What remains, for the great majority of the two-hour movie, is a new pattern of daily life, as she settles into her new surroundings and he visits her, more interested in keeping her company and making sure she knows that someone out there is concerned for her than in the rest of his busy life, though not in a mawkish way where he gives up everything to take care of her. This happens against the background hum of several other figures living in the same nursing home, visited (or not) by their own loved ones, and the occasional scene of Roger's family; it's one of those films where you get the impression that every character onscreen has enough of a rich, interesting life that they could have been made the protagonist of their own feature.

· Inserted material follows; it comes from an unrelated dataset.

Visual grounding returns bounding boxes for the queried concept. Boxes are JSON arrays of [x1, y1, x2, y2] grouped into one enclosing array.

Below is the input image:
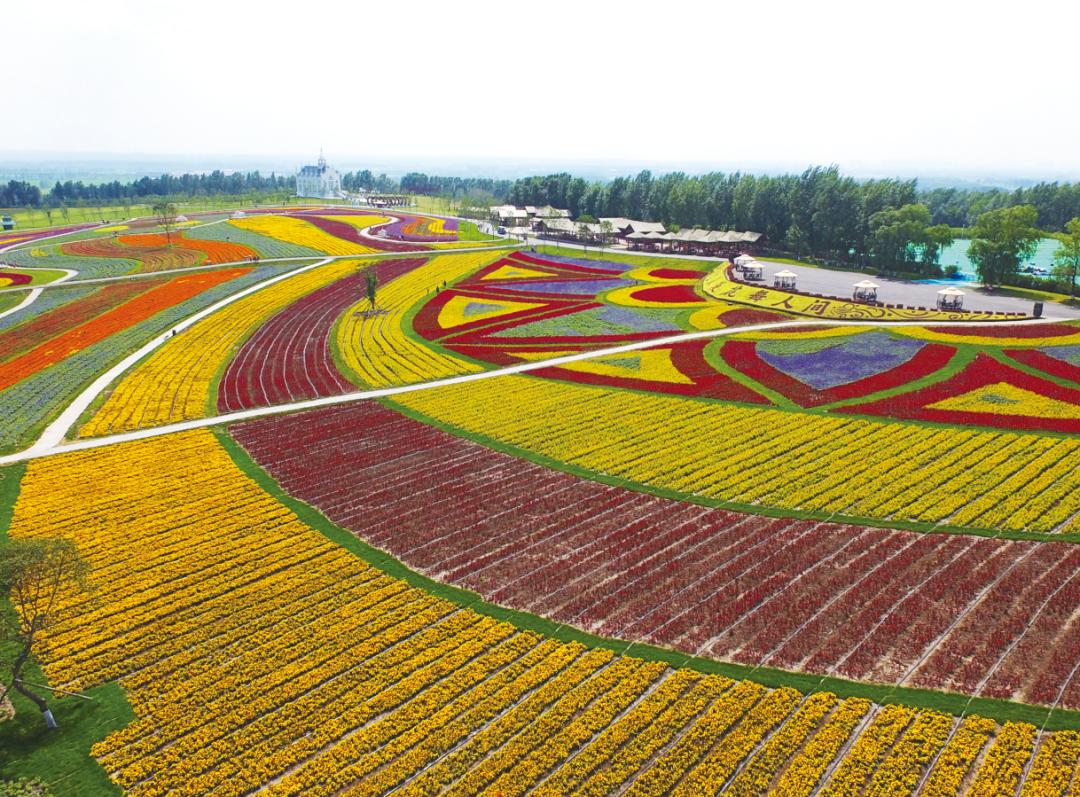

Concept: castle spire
[[318, 146, 326, 168]]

It is deeply invested in characters, then, and deeply humane; there's effectively no conflict or dramatic momentum, merely the psychological gradation of people set out with exquisite perception in Susan Chan and Lee Yan-lam's screenplay. Accordingly, it's a film that lives and dies on the central performances; for all of the skill Chan and Lee bring to bear, and even the graceful solemnity with which Hui shapes each intimate scene, there is no such thing as a good version of A Simple Life without a strong performance in both roles, though especially Ah Tao. I don't mean to diminish the filmmaking; Hui, a director with whom I have been completely unfamiliar up to this point, is up to some subtly miraculous work. She and cinematographer Nelson Yu Lik-wai (a regular collaborator of Jia Zhangke) keep the camera surprisingly active, moving in close to the characters and feeling wound up with energy even in the still shots. There's a gliding, lilting quality to the visuals that invests the material with a certain poetry even in its most straightforward, realistic sequences, and draws the movie into a reflective, impressionistic state that accentuates and underlines the actual matter of the writing and acting.

Still, the grace of the filmmaking is never an end in itself: it's a handsome frame. No, the film is all about Yip and Lau, sensitively dancing around their characters and each other in a pair of beautiful performances. Lau is impressive as hell as he navigates the shift from emotional absence to thoughtfulness and care mostly in the space of a single close-up reaction shot (which of course means that he had to thread some of that thoughtfulness in the film beforehand in quiet character-building moments), so it's no slight to him to declare that this is utterly Yip's movie. That's not an accident: she has more scenes and more explicit inner turmoil. And one starts to notice that part of the way Lau works Roger's generosity into his performance is to concede scenes to his co-star without a fight.

But most of what works is Yip's very own, giving one of those authoritative performances that can only come at the end of a very long career and works to engender an impassioned "how have is it possible that I've never heard of you?" response from e.g. the besotted American critic without nearly enough familiarity of Hong Kong cinema. The most basic reading of her character - that Ah Tao is anxious not to have her former employer take care of her in some kind of undignified, patronising gesture of noblesse oblige, that she is genuinely fond of him even so, and that she is nervous, unhappy, and disgusted in the nursing home - already requires a certain balancing of apparent opposites and a lot of unsaid feelings, and this is not the most basic performance of that role, either. It's the richest kind of acting, and there's not a trace of showboating: at no point does Yip ask us to notice how good she is. In fact, quite the opposite; it is a quiet, receding performance, and if A Simple Life is ultimately mostly just a delivery vehicle for that performance and that character, that's still enough to make it a commanding and powerful entry in the genre of "slow, haunting stories of people doing nothing much but living". It's not to everyone's taste, but it's an extremely impressive example of the form.